Actually, electric motors are relatively efficient. In the context of electric vehicles vs diesel vehicles the electric variety has on board efficiency of 80% compared to the 20% for diesel engines.
Quality batteries if well maintained should also last at least 5 years. There are reports of Toyota RAV4 EV’s reaching 160,000km and having very little decrease in the range on each charge.
Sure we should also factor the efficiency of power production from coal but we should also take into account the extraction and refinement process for diesel fuel is more costly than for coal.
Taking all factors into account I think referring to it as ‘battery powered rubbish’ is a little hasty.

poetix 5:15 pm 04 Sep 12

This provides me with the ideal opportunity for trying very slow waterskiing.

I assume.

HenryBG 4:59 pm 04 Sep 12

So…instead of burning a bit of diesel, they now burn coal – suffer transmission loss – charge up some batteries, more wastage, convert power into mechanical energy, thus suffering a 3rd slice of efficiency loss, and then have to replace the batteries every year or two because they don’t have anything near the durability of a solid old diesel engine?

Has anybody done any figures on how much extra power is used when you use these kinds of battery powered rubbish?
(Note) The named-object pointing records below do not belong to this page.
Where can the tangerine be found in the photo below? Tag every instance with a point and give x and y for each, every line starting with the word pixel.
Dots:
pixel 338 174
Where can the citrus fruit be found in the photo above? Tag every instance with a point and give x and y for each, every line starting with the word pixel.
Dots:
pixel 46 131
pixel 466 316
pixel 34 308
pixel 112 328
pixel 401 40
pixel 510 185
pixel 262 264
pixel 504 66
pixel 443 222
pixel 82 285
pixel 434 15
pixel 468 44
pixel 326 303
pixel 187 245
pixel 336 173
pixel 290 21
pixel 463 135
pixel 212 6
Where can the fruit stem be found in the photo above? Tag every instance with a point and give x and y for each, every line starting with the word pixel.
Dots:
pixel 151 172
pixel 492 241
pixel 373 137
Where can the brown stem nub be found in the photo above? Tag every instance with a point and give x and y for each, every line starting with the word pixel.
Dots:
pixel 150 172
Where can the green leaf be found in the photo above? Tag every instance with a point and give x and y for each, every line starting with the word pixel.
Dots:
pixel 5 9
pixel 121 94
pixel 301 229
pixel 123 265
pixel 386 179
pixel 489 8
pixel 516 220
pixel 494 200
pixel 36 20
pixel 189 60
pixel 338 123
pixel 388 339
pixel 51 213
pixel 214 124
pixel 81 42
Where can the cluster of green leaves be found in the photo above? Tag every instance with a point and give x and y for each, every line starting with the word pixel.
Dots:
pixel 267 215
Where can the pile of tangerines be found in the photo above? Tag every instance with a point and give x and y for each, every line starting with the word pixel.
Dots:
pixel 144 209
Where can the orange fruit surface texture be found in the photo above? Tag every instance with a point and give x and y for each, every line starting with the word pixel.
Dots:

Innovation 4:54 pm 04 Sep 12

Does anyone else see the irony that someone thinks they can make a go of a privately run electric mode of transportation (around the lake), the Government expects a rise in electric on road vehicles (judging by the charging points popping up) and yet the Government insists on persisting with combustion powered buses.

Grail 3:04 pm 04 Sep 12

Another victim of ACTEW’s second biggest scam.

Keijidosha 2:58 pm 04 Sep 12

The vessel is powered by ActewAGL’s Green Choice energy to align with the owners’ low carbon footprint business philosophy.

In light of recent information this stagement is likely to raise eyebrows.